First, we need to make sure we are starting from a clean start, which means the tip of a branch. Let's assume we can add on top of the current submodule master branch without breaking the rest of the container and its submodules (if the risk of breaking the container happens often, it probably means that embedding this code as a submodule was not a good design architectural choice, and it maybe more appropriate to just embed its code inline in the container or somewhere else).
$ cd web
$ git checkout master
$ git pull --rebase
We can now edit the code, test it etc. then perform the two commits and the two necessary pushes to get the updates to the remote so other developers can see them them and grab them.
$ git add index.html
$ git status -s
A index.html
Commit the submodule updates:
$ git commit -am "Added simple index.html"
Commit the container to move the submodule to the new version:
$ cd ..
$ git commit -am "Moving submodule web to 7ff5ca7"
Finally, push the container and the submodule either in one go with
git push --recurse-submodules=on-demand
or by doing two push
operations,
one in the submodule and one in the container.
$ git push --recurse-submodules=on-demand
All modules are dockerized. To get started with the testing, clone the development repo as described in 'Setting up the development environment as a developer' and do this from the development repo root:
$ cd server && npm install && npm run build && cd ..
$ cd arango && npm install && cd ..
$ docker-compose -p example up
To tear down the docker containers, simply do this from the development repo root:
$ docker-compose -p example down
It is important to use
docker-compose -p <project-name>
to make sure docker-compose does not prepend the current directory name to all containers it creates. We want those container names to be predictable as they are used in the tools within the submodules.
Docker containers enable us to automate the deployment of applications or application modules inside lightweight containers. No more spending hours or days making sure all dependencies with correct versions are downloaded and installed. No more problems due to environment pollution on the test systems. Simply pull the right container, deploy it and run it.
With this docker-compose comes to play as a simple but straightforward tool to define and run multi-container applications, providing basic orchestration capabilities.
There are certainly many more sophisticated tools and platforms, such as Apache Mesos, Kubernetes, etc... to manage complex environments and orchestrate large clusters of multi-container applications.
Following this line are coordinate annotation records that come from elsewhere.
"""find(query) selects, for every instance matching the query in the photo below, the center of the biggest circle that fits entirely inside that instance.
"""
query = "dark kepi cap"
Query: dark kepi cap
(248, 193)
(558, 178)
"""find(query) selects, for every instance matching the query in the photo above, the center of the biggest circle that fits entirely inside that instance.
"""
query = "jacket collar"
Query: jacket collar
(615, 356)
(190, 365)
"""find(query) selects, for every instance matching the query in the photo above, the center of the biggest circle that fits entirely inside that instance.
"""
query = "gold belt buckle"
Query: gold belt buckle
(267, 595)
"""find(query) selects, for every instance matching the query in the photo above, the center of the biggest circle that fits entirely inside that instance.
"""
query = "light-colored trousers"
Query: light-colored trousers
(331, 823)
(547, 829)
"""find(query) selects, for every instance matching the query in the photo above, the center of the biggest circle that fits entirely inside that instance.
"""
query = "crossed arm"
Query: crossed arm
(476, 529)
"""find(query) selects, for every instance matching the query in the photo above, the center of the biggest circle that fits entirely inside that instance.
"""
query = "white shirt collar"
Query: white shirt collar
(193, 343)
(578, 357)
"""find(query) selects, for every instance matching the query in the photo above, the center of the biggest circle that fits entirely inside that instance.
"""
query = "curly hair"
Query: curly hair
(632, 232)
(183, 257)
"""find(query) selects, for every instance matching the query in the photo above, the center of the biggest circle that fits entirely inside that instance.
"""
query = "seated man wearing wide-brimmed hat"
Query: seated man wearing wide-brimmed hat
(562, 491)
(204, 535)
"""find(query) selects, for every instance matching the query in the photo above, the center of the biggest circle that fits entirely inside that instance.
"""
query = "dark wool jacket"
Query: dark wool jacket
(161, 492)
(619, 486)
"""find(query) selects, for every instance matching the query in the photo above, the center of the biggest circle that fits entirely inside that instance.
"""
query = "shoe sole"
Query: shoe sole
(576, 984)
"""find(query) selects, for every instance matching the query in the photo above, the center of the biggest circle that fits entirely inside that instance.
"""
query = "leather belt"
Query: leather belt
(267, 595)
But we are here for the main purpose of efficiently setting up a development environment and supporting our multi-module development workflow with the minimal upfront requirements.
As we will see, docker and docker-compose will allow us to build everything we need and get supported our workflow with simply a docker-compose descriptor file. That in itself is amazing!
Let's recall the overall application architecture:
- We mainly provide a set of REST APIs served out of our node.js/express
application server, located in the
server
module. - Our
server
modules relies on a backend database, implemented using ArangoDB. The choice of ArangoDB is motivated by its versatility to support document storage and graph databases. Any other alternate database that satisfies the need may be used, and a docker container would most likely be available of docker hub. The scripts and optional Foxx microservices files for ArangoDB are hosted in ourarango
module. - We also provide a nice web site for our app, served by nginx our of the
web
module. The web site being fully static or using dynamic pages would not impact at all our deployment architecture. We simply would need to augment the container with the required additional capabilities. - Finally, to protect our application modules and enable us to leverage all the
goodies that can come with
nginx
, we front all our external interfaces with a reverse proxy. There is no special module in our application repo dor that. The whole thing can be implemented within the nginx container definition. Should we need to add some artificats in the future to support enhancements to our nginx reverse proxy, such as certificates and keys for TLS, we simply need to create a new application module and add it to our development repo.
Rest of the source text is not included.